The ‘Safari workaround’ has cost Google millions. In 2012, it paid a civil penalty of US$22.5 million to settle charges brought by the US FTC that Google misrepresented to users of the Safari browser that it would not place tracking cookies or serve targeted advertisements to those users. In 2013 it paid US$17 million to settle US state consumer-based actions brought by State AGs.

Google was also sued over the Safari workaround in the UK by individuals claiming that Google was liable for the tort of misuse of private information and for breach of the UK Data Protection Act 1998 (the DPA). Google tried to deny the plaintiffs their day in court, arguing, among other things, the court should not bother with the claims because they were not serious enough and because the damages claimed by the three claimants were too insignificant for the court to take the time to address it.

In Google Inc v Vidal-Hall & Ors [2015] EWCA Civ 311 (27 March 2015) the English Court of Appeal dismissed Google’s appeal from its attempt to get the case dismissed noting that “the damages may be small, but the issues of principle are large.” Further,

…these claims raise serious issues which merit a trial. They concern what is alleged to have been the secret and blanket tracking and collation of information, often of an extremely private nature, as specified in the confidential schedules, about and associated with the claimants’ internet use, and the subsequent use of that information for about nine months. The case relates to the anxiety and distress this intrusion upon autonomy has caused.

In the course of dismissing the appeal, the Court also dismissed Google’s appeal from other findings in reasons that could have significant impacts on not only this case, but on others as well.

The essence of the complaint against Google is that it secretly collected private information about the claimants’ internet usage via their Apple Safari browser (the Browser-Generated Information, or ‘BGI’) without their knowledge and consent and in violation of Google’s publicly stated policy that such activity could not be conducted in relation to Apple Safari users. This was done through the use of a cookie called the Safari workaround. The information obtained by Google was aggregated and sold to advertisers which used the information to target the users (or their devices) with ads. The claimants allege in respect of their claims for misuse of private information and/or breach of confidence, that their personal dignity, autonomy and integrity were damaged. They claim damages for anxiety and distress. They also claimed compensation under section 13 of the DPA for damage and distress.

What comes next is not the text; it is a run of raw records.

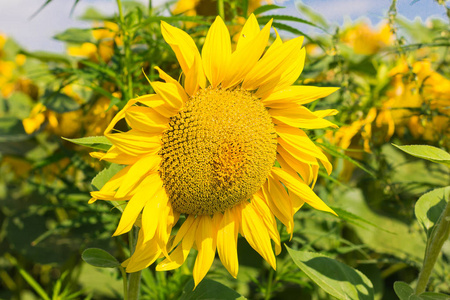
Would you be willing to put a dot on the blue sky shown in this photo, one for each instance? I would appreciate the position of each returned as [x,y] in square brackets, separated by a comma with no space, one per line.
[37,33]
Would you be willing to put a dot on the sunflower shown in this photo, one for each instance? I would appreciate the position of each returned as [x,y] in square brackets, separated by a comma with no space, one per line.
[204,154]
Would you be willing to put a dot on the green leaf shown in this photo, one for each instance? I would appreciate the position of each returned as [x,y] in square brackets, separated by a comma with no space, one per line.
[59,102]
[403,290]
[11,129]
[427,152]
[95,142]
[430,206]
[208,289]
[48,56]
[282,26]
[76,35]
[99,258]
[332,150]
[106,174]
[434,296]
[266,18]
[355,219]
[334,277]
[264,8]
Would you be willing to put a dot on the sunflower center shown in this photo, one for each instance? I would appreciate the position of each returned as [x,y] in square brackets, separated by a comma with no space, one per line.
[217,152]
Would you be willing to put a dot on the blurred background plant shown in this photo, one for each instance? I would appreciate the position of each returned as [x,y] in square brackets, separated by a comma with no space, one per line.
[395,88]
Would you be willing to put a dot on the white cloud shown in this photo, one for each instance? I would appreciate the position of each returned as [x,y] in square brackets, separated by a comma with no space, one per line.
[337,10]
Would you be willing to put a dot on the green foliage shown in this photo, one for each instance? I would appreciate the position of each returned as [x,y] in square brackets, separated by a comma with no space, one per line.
[94,142]
[208,289]
[334,277]
[427,152]
[45,180]
[429,207]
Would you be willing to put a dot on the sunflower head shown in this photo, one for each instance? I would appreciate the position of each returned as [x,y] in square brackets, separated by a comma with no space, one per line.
[224,148]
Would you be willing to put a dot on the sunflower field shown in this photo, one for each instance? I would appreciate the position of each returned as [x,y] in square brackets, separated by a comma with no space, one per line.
[214,149]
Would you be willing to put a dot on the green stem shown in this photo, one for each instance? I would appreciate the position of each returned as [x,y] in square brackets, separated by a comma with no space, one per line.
[220,9]
[28,278]
[134,285]
[441,234]
[126,45]
[269,285]
[125,283]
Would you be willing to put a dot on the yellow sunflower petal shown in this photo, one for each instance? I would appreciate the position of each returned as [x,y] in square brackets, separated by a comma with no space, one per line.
[137,203]
[151,100]
[248,33]
[152,212]
[216,52]
[299,117]
[268,218]
[296,95]
[168,79]
[146,119]
[296,141]
[205,240]
[297,186]
[285,79]
[194,78]
[136,142]
[281,199]
[144,255]
[274,209]
[170,93]
[255,232]
[108,191]
[182,44]
[116,156]
[137,173]
[245,58]
[120,115]
[227,242]
[272,65]
[179,255]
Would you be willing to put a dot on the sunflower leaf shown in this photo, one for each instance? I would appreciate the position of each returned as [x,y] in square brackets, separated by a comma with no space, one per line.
[430,206]
[427,152]
[76,35]
[334,277]
[289,18]
[264,8]
[99,258]
[95,142]
[403,290]
[208,289]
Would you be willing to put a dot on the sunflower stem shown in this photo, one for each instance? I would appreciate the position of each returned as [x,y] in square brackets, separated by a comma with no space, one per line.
[269,285]
[126,46]
[134,285]
[432,252]
[220,9]
[125,283]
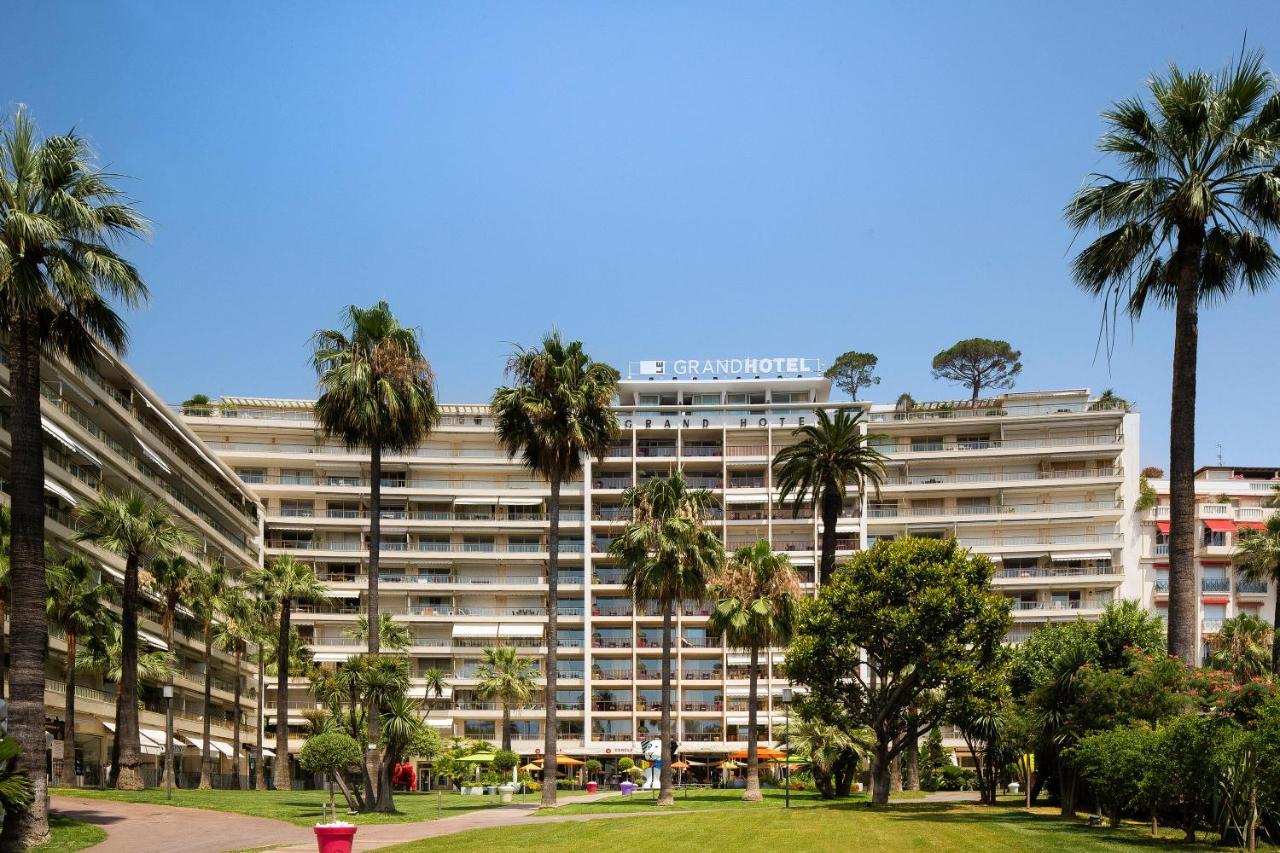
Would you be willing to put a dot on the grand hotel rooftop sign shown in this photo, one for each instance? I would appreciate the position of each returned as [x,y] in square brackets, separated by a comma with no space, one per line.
[740,368]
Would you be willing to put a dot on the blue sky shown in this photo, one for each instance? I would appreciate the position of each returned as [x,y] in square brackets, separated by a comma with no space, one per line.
[657,179]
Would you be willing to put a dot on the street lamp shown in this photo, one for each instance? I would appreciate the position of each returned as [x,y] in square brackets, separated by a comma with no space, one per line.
[786,766]
[168,740]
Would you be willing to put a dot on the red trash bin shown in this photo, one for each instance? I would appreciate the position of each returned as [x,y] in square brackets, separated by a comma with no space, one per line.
[334,839]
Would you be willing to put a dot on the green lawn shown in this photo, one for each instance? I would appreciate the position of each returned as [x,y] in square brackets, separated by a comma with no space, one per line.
[903,826]
[301,807]
[68,835]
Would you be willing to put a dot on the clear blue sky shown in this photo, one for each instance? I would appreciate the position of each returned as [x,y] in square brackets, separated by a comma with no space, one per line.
[658,179]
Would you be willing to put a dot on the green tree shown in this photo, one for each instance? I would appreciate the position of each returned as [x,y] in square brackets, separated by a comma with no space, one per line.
[556,411]
[135,527]
[282,583]
[378,392]
[508,678]
[1257,557]
[853,370]
[77,606]
[977,364]
[1184,224]
[668,552]
[60,217]
[755,597]
[900,620]
[831,457]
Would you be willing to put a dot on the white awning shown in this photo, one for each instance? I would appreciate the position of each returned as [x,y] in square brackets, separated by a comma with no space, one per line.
[151,455]
[68,442]
[1082,555]
[55,488]
[519,630]
[151,639]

As Google Inc carries on business principally in the US, the claimants had to obtain the permission of the court to sue Google in the UK. To obtain that permission, they had to establish, among other things, (i) that there was a serious issue to be tried on the merits of their claims i.e. that the claims raised substantial issues of fact or law or both; and (ii) that there was a good arguable case that their claims came within one of the jurisdictional ‘gateways’ under UK law.

Google had argued that the cause of action for misuse of private information could not be regarded as a “tort”. This was rejected by the Court of Appeal which could find no sound reasons of policy or principle to suggest this claim did not sound in tort. It also did not accept Google’s argument that a claim for compensation without pecuniary loss was not recoverable under the DPA.

Google also argued that the information it collected from individuals was not personal data under the DPA. Its first contention was that BGI was not personal data because it did not specifically identify the individuals by name. The court did not accept Google’s argument finding that the data collected was “about data that ‘individuates’ the individual, in the sense that they are singled out and distinguished from all others”.

BGI information comprises two relevant elements: (a) detailed browsing histories comprising a number of elements such as the website visited, and dates and times when websites are visited; and (b) information derived from use of the ‘doubleclick’ cookie, which amounts to a unique identifier, enabling the browsing histories to be linked to an individual device/user; and the defendant to recognise when and where the user is online, so advertisements can be targeted at them, based on an analysis of their browsing history.

Taking those two elements together, the BGI enables the defendant to single out users because it tells the defendant (i) the unique ISP address of the device the user is using i.e. a virtual postal address; (ii) what websites the user is visiting; (iii) when the user is visiting them; (iv) and, if geo location is possible, the location of the user when they are visiting the website; (v) the browser’s complete browsing history; (vi) when the user is online undertaking browser activities. The defendant therefore not only knows the user’s (virtual) address; it knows when the user is at his or her (virtual) home.

Google’s second argument was that even though it may have been able to identify the claimants using information it had about them from another service e.g., gmail, the data could not be regarded as personal data as a living individual is only “identifiable” from two sets of data in the hands of the data controller, where it is “reasonably likely” that the data controller will aggregate the two sets of data. It is not sufficient that it is capable of aggregating the data. The court also rejected this argument ruling preliminarily that “the fact that a data controller might not aggregate the relevant information in practice is immaterial. What matters is whether the defendant has “other information” actually within its possession which it could use to identify the subject of the BGI, regardless of whether it does so or not.”

Subject to a possible appeal to the UK Supreme Court, decision paves the way for a group (class) action against Google by millions of Britons.